People could identify as more than one ethnicity. The results were 88.8% European (Pākehā); 6.5% Māori; 2.9% Pasifika; 9.8% Asian; 2.2% Middle Eastern, Latin American and African New Zealanders (MELAA); and 3.3% other, which includes people giving their ethnicity as "New Zealander". English was spoken by 98.8%, Māori by 1.6%, Samoan by 0.2%, and other languages by 19.4%. No language could be spoken by 0.8% (e.g. too young to talk). The percentage of people born overseas was 34.3, compared with 28.8% nationally.

Religious affiliations were 28.4% Christian, 0.8% Hindu, 0.2% Islam, 0.2% Māori religious beliefs, 1.0% Buddhist, 0.4% New Age, 0.4% Jewish, and 1.6% other religions.

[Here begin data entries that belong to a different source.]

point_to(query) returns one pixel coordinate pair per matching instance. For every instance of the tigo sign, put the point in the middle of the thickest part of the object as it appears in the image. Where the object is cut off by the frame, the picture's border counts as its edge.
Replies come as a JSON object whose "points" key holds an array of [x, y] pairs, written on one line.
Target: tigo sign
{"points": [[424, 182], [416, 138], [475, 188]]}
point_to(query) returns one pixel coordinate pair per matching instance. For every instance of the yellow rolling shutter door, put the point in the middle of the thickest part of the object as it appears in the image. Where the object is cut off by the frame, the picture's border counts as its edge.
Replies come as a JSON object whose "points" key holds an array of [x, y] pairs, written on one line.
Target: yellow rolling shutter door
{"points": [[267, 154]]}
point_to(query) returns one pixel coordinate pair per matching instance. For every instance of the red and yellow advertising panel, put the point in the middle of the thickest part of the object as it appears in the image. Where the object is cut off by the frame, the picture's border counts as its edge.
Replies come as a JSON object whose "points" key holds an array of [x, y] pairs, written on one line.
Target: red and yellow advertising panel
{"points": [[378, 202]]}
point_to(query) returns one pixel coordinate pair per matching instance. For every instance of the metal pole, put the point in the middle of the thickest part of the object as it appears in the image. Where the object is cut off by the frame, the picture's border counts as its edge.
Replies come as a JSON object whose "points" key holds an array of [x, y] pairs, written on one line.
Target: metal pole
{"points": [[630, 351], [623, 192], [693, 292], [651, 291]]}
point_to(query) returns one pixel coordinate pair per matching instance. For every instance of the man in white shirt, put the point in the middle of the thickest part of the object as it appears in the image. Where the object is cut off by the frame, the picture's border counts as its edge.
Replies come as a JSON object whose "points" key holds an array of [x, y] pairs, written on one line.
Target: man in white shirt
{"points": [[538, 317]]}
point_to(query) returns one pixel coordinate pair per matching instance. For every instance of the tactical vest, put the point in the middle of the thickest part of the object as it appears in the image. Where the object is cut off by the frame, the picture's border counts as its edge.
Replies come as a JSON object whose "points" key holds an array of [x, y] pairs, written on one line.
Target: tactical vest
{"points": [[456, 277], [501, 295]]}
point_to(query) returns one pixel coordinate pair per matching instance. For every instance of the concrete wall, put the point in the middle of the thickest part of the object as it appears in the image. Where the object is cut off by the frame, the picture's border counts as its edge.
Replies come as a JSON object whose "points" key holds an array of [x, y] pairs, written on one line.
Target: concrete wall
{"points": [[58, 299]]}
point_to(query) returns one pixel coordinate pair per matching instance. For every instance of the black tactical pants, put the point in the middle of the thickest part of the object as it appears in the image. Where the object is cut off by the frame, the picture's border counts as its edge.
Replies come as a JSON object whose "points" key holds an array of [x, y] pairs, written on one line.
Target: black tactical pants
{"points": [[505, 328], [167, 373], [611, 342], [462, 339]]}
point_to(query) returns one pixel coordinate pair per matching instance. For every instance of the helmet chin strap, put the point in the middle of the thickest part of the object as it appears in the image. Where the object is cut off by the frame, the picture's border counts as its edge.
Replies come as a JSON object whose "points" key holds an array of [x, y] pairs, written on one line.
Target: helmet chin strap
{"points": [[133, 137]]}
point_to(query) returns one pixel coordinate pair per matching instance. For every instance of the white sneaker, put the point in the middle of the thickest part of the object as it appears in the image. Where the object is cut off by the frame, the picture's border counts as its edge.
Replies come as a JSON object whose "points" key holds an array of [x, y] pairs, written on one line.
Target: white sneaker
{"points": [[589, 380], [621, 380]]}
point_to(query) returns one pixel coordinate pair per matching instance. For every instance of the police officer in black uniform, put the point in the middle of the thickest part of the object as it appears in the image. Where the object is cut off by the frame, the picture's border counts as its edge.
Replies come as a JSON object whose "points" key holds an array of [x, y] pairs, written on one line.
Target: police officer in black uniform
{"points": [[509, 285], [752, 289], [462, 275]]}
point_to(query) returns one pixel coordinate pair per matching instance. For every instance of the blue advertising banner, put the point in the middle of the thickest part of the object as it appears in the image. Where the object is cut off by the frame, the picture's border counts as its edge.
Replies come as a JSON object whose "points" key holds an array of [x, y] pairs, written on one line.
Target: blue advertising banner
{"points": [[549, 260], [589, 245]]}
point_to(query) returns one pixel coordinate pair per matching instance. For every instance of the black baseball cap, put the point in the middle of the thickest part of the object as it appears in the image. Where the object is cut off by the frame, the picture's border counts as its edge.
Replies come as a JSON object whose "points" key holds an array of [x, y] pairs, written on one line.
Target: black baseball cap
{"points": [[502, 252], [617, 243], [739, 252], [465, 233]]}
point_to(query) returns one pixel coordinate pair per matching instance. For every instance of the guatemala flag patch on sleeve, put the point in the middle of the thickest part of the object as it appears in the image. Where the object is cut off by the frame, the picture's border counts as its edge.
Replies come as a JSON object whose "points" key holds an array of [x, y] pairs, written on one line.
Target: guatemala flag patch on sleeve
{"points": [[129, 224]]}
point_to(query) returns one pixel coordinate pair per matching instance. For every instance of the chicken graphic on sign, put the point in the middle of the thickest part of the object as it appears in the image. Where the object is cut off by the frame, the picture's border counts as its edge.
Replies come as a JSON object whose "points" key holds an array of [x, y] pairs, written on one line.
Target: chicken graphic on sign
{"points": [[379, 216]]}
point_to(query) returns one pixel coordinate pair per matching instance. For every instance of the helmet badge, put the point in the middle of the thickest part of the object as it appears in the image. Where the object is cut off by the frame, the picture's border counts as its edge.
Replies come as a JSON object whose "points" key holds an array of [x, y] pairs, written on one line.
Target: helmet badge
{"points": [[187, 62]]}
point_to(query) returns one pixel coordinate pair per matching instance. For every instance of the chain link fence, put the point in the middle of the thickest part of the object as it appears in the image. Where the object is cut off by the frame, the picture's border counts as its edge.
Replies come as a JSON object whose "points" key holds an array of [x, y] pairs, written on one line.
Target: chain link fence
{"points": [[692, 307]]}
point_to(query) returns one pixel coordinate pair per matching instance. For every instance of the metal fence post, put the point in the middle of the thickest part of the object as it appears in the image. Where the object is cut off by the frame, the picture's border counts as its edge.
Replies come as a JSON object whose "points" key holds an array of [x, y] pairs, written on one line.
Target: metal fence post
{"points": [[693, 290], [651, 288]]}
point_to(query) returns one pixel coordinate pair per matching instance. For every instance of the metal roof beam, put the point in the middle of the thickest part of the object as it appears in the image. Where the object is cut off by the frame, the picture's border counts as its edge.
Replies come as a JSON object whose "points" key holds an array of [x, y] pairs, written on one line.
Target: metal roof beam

People who answered that they had no religion were 61.4%, and 5.9% of people did not answer the census question.

Of those at least 15 years old, 684 (55.1%) people had a bachelor's or higher degree, 408 (32.9%) had a post-high school certificate or diploma, and 147 (11.8%) people exclusively held high school qualifications. The median income was $65,300, compared with $41,500 nationally. 414 people (33.3%) earned over $100,000 compared to 12.1% nationally. The employment status of those at least 15 was 645 (51.9%) full-time, 210 (16.9%) part-time, and 30 (2.4%) unemployed.